The three of them came back so proud of themselves for having solved the problem without unnecessary bloodshed. They were ahing and ohing over young Clark's compassion and how his faith in his friend had been proven right. It was nearly as infuriating as it was messy to clean up after. The weight of the fate of the world resettling into place on his shoulders only added to his disquiet.
He had had to modify their memories, and trying to get one up on a telepath in order to modify her memory was a feat the logistics of which would have made the statistics of success algorithm in the station's computer system freeze up in indecision. He was a little terrified when he watched the aftermath of his final round of intercession in the Doomsday situation. He wasn't sure which bit of interference was at fault (there was only so much that was a matter of public record about the AI of the fortress after all and he had given up rather quickly on that route once he realized that he wasn't sure how his attempt at additions to the programming were actually manifesting). It might have been one thing; it might have been the culminations of the lot. There were hundreds of pushes and pulls and changes he had wrought; the lines of causation were bound to be muddled. All he could tell was that in some manner his attempts at erasure of Chloe had led to some strange (and deeply unpleasant) glitch that appeared to be manifesting itself as an eroding of Clark.

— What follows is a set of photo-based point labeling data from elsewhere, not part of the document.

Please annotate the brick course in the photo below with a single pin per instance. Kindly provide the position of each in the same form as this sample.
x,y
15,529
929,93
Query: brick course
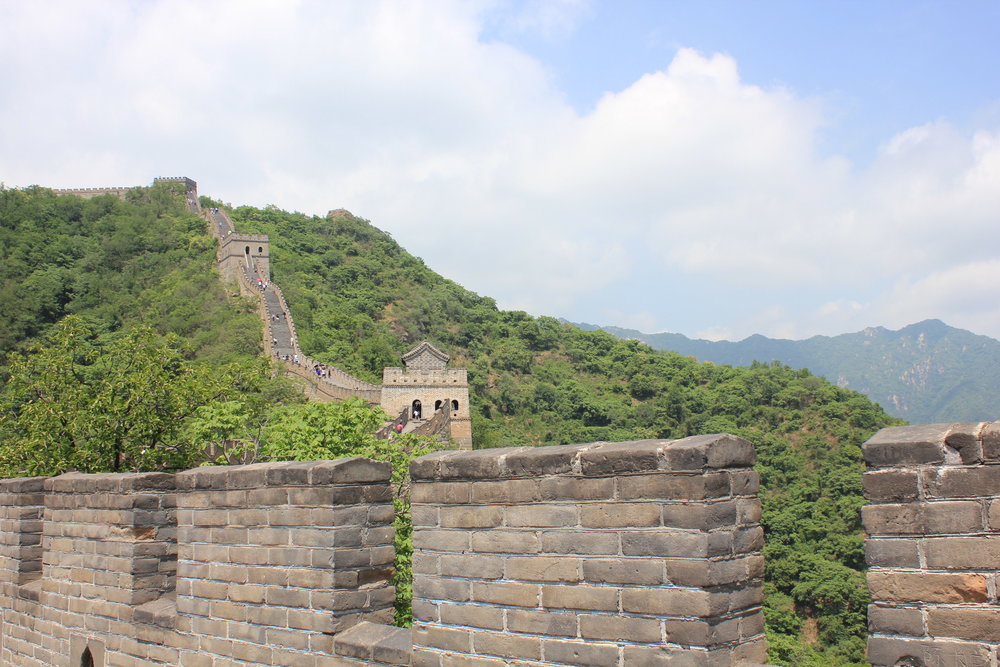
x,y
933,546
601,554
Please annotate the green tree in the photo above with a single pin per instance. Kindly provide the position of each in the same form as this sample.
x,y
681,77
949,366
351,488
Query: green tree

He didn't understand it, but that, after all, was why meddling in timelines was such a forbidden area in the first place. A Clark Kent who dangled young women by their throats and exercised so little self-control that he knocked his longtime allies and supposed friends around without seeming to realize what he had done was not anyone that he recognized as any sort of a Clark Kent outside of the so called anomaly universe where he trod a villain path. It was disconcerting to watch. He knew good and well that he had a serious issue with grey areas in his own handling of his particular problem situation, but he wasn't the man who would be Superman. He, even in the moments when he realized that he was bordering on the delusional in his drive to correct his mistake, expected better from the young one. He had the strangest temptation to call up Martha Kent and ask her if she knew what her child was doing. He shook that off of course and continued with his calculations.
He tried another little Legion intervention, and that, in the end, was finally the move that got him caught. There would be no more attempts to fix the original misstep. He could no longer even attempt to mitigate some of the damage he had done.
He thinks he had a bit of a breakdown. He doesn't remember much from those days. He has read the transcripts - they aren't pretty. They sound like the ramblings of a madman, but he can still remember what it felt like to believe so strongly that one person was a small, insignificant price to pay in order to prevent boomerang theory from being proven true. He knows he was obsessed. He can see all the symptoms clearly in the case study for training purposes that they have made of those years of his life.
He just has to live with that knowledge - just like he has to live with the knowledge of all of the things that he has done. The only thing he does not have to know is how it all turned out in the end - any information on CAS-1 has been forbidden him as part of the therapy component of his sentence. In that case, he has to live with the not knowing.